One of the infiltrators created a distraction for the closest sentry (marked with the green die), allowing the other two to run behind the other patch of woods. However, the noise from running caused another sentry to cross the woods and find them. The sentry raised the alarm and the stealth segment was over.

What's that noise? Surprise!
One of the infiltrators fired at the sentry but missed. From this point on, it took a few standard Five Core turns (with only one rolled fire fight and no scurry turns) until the infiltrators were pushed away from the map.
A few turns later, only the infiltrators in the ruins remained.
The infiltrators in the ruins still tried to make another push, taking cover behind the hill, but when they got closer to the building, the rest of the defenders had already taken positions to suppress any attempts of getting closer.

Compared to Black Ops, the stealth rules in Five Core are less complex but also result in a fun game. I have the impression that in Black Ops it is more difficult for the defenders to raise the alarm. Maybe this is because that game is noticeably inspired by "stealth-action" video games, so the focus is in smaller, elite infiltration forces that try to keep hidden until the end of the mission.

In Five Core, it seems to me that stealth will play a part in initial infiltration and positioning of a strike force. In particular, I am interested in trying a few more games between evenly matched forces, to see if stealth can compensate for the positioning advantage of the defending force.

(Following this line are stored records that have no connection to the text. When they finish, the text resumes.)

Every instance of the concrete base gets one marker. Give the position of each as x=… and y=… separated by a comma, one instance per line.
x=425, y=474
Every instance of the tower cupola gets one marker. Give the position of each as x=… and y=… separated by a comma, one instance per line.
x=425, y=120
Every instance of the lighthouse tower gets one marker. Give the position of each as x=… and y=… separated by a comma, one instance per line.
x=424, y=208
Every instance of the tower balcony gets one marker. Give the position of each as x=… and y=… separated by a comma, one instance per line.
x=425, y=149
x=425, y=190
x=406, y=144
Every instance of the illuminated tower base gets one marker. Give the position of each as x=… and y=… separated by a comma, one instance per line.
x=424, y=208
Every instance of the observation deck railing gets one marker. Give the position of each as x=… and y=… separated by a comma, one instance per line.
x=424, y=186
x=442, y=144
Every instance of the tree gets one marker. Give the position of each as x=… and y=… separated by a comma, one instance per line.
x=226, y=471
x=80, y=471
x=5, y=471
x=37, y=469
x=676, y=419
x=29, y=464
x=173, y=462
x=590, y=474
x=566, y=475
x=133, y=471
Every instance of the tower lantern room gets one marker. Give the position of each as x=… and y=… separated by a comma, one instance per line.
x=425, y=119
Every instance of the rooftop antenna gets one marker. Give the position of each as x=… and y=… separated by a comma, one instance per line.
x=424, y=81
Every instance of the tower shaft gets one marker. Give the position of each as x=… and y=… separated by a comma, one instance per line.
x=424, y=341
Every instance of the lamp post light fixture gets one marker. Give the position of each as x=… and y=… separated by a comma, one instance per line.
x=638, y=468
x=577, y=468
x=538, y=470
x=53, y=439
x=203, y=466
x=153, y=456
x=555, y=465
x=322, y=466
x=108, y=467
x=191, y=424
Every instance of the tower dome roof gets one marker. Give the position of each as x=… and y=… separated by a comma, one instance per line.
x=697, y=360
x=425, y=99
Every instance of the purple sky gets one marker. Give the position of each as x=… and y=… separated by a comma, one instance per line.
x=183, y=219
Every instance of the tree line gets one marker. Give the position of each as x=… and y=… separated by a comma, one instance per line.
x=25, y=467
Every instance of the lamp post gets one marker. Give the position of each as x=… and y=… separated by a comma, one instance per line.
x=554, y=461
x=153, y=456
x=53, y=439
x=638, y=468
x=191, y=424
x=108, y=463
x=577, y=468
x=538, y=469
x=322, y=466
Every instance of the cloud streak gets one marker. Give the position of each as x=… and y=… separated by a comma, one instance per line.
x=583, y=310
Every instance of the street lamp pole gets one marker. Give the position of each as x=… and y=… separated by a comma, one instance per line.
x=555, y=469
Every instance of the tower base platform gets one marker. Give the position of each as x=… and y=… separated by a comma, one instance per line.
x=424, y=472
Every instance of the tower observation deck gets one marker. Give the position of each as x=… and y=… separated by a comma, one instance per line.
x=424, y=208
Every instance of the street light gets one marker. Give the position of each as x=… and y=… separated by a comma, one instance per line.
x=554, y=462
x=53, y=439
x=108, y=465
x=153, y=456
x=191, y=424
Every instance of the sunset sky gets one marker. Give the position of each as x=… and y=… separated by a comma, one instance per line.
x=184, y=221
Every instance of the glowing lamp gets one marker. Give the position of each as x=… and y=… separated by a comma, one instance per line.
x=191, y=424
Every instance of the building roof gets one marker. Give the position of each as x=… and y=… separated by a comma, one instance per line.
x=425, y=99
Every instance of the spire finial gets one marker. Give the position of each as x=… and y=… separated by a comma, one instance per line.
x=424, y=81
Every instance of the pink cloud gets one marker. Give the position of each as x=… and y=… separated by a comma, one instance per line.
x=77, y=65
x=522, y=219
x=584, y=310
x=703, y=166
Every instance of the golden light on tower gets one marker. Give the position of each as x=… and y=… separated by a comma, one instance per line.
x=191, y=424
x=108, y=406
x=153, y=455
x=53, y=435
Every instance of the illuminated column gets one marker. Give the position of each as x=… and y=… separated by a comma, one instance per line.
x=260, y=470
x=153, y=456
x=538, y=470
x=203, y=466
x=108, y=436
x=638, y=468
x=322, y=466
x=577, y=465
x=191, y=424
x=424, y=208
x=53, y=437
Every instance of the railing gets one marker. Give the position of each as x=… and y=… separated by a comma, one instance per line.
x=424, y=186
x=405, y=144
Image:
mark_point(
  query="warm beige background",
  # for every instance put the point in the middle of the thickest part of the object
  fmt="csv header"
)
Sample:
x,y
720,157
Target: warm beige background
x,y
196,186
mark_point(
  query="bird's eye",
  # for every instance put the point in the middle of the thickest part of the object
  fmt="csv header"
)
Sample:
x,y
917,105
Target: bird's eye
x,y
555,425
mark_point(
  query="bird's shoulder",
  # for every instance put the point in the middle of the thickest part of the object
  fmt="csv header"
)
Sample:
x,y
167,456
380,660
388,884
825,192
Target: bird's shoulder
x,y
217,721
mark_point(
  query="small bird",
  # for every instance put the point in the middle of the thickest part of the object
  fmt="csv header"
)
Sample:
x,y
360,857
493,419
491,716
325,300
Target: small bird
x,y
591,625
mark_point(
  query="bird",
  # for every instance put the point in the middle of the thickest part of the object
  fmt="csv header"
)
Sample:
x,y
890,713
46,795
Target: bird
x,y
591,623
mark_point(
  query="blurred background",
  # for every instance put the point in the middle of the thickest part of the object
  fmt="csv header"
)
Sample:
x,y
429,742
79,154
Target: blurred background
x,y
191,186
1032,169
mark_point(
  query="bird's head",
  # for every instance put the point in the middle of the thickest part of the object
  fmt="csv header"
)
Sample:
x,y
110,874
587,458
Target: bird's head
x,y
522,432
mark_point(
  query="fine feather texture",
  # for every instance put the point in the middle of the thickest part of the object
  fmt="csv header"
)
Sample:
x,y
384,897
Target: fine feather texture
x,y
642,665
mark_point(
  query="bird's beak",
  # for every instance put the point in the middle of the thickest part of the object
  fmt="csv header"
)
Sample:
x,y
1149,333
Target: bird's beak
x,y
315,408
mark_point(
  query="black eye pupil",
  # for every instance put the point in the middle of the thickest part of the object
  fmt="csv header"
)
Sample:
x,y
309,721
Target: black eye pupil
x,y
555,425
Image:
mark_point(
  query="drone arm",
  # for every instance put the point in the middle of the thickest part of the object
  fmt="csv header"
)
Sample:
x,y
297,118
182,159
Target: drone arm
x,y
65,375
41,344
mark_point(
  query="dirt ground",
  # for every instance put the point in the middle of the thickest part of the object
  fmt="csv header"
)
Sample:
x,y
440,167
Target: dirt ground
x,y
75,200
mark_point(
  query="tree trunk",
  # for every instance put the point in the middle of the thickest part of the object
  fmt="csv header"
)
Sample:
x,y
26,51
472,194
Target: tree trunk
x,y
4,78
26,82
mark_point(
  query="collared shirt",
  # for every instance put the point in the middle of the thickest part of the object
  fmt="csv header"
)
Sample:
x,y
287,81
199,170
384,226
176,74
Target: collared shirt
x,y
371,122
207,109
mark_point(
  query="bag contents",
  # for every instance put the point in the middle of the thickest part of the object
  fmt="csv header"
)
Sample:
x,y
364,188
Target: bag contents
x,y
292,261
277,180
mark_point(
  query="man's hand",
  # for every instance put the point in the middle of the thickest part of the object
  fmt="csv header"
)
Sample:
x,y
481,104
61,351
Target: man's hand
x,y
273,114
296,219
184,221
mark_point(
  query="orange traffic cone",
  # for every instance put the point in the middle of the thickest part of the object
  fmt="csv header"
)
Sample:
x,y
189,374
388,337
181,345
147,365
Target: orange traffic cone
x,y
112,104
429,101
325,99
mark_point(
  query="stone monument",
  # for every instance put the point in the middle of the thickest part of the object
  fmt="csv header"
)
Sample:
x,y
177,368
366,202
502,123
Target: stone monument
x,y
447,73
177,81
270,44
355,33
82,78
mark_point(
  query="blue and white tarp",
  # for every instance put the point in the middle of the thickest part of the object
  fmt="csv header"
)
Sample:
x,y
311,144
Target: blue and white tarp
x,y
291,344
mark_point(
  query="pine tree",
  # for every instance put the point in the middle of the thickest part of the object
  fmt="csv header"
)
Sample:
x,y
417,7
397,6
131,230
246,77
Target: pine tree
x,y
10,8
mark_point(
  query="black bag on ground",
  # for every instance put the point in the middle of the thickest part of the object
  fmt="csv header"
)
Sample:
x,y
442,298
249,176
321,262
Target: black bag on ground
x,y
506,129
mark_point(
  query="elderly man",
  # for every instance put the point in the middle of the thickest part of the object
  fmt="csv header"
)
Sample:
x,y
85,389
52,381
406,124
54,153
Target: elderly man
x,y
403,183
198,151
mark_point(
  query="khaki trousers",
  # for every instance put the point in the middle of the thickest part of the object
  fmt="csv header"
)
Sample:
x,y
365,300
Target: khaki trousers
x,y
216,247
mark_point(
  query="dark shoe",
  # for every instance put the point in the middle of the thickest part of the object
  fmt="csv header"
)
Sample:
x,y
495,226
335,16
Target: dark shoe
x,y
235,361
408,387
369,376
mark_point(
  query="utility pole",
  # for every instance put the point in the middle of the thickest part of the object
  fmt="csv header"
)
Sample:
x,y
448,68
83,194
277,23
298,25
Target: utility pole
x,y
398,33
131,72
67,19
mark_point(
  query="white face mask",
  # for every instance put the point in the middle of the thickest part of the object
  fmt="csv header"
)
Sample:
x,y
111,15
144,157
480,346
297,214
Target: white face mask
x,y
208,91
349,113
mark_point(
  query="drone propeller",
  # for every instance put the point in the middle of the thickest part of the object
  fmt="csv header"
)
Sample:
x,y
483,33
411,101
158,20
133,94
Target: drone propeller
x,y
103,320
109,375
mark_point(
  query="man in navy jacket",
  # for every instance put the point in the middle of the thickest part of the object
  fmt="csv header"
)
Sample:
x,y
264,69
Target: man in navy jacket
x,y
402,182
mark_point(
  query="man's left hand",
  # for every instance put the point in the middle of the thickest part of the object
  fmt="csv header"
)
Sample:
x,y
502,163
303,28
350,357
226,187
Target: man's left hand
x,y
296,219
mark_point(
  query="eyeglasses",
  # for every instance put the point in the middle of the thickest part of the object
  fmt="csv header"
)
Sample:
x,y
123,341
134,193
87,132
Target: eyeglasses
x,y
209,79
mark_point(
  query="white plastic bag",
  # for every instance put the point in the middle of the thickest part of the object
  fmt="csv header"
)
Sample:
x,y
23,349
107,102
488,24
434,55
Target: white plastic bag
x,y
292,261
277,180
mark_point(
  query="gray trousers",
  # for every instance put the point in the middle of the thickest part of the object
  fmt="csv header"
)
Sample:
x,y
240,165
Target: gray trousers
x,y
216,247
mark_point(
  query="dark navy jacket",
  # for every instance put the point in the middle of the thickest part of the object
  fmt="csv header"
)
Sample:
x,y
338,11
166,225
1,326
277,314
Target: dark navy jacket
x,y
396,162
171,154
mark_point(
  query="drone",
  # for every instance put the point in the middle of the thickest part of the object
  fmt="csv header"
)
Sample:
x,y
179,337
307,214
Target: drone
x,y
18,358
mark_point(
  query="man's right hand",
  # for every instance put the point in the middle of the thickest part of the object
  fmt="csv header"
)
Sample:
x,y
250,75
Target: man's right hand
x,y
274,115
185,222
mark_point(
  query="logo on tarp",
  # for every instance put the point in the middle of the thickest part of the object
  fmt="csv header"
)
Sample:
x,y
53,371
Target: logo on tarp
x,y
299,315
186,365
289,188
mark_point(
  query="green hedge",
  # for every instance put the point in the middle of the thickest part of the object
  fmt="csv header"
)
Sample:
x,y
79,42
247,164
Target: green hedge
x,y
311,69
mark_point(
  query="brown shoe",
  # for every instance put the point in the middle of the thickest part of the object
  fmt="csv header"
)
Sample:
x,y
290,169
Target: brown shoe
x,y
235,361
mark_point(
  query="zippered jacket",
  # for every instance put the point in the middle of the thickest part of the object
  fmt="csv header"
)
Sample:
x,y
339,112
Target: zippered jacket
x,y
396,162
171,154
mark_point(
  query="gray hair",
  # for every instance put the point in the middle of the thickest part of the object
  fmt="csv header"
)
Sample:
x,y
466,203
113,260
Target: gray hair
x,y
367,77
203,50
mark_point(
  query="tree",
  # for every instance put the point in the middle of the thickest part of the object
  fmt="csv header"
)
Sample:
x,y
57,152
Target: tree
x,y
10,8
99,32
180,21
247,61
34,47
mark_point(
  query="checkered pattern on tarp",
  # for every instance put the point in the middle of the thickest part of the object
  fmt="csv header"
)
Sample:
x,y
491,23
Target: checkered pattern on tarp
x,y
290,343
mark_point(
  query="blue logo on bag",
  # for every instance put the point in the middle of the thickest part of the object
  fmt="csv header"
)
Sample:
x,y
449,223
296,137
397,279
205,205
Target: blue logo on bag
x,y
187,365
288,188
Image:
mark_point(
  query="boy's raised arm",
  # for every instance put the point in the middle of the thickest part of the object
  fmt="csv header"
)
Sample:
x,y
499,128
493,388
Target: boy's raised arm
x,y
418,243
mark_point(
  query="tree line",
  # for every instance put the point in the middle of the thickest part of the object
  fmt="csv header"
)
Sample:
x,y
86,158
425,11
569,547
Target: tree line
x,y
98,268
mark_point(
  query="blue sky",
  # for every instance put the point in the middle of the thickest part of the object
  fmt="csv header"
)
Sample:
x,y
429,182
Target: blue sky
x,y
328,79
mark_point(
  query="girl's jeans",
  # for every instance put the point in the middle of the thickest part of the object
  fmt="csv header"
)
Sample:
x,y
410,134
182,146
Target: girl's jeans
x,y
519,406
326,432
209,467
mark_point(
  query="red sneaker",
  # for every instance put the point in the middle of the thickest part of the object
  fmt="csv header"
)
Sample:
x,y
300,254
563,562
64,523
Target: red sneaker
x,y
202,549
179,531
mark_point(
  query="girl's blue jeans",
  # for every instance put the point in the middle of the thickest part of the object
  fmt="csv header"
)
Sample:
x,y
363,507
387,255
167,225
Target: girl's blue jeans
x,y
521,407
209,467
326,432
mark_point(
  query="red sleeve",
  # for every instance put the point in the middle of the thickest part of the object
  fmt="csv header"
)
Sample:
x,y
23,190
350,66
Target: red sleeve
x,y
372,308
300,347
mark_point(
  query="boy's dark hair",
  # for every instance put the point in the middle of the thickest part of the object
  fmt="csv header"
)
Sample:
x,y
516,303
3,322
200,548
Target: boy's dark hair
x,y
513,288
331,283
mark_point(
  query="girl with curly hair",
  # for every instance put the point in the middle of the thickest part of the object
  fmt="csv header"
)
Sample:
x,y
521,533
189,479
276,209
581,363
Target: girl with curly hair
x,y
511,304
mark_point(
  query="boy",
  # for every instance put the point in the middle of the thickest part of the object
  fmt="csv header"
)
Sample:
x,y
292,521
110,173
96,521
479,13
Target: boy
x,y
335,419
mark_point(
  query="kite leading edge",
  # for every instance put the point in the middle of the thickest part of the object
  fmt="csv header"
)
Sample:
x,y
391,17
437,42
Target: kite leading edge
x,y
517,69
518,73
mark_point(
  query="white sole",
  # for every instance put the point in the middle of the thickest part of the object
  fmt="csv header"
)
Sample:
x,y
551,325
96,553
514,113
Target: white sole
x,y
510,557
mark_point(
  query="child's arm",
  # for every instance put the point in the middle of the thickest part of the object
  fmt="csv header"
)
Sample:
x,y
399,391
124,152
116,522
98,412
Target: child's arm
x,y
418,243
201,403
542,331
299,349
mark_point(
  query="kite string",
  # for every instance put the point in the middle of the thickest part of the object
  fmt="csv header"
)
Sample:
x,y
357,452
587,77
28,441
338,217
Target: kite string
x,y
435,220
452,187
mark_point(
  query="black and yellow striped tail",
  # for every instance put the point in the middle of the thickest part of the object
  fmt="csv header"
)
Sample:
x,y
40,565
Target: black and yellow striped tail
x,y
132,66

There are no specific rules for handling the sentries in a solo stealth game using Five Core (or at least I could not find them), so here are my house rules:
1. Spread patrol points to make a large triangle on the board, with one patrol point near the defenders' edge of the table. Number the patrol points: the one closest to the defenders' edge is #1, the others are #2 and #3.
2. Roll a die for each patrolling sentry. On a 1-2 they will make a circular route around the patrol points. On a 3-4, they will move back and forth between points #1 and #2. On a 5-6, they will move between points #1 and #3.
3. Roll another die to define direction of patrol. For circular routes, even means clockwise and odd means counter-clockwise. For linear routes, even means the sentry starts moving towards point #1, and odd means they start moving towards the higher-numbered patrol point.
4. Deploy the patrolling sentries within 8" of the edge. Sentries in a linear route should be placed as close to halfway through the route as possible. Sentries in a circular route should be placed near patrol point #1.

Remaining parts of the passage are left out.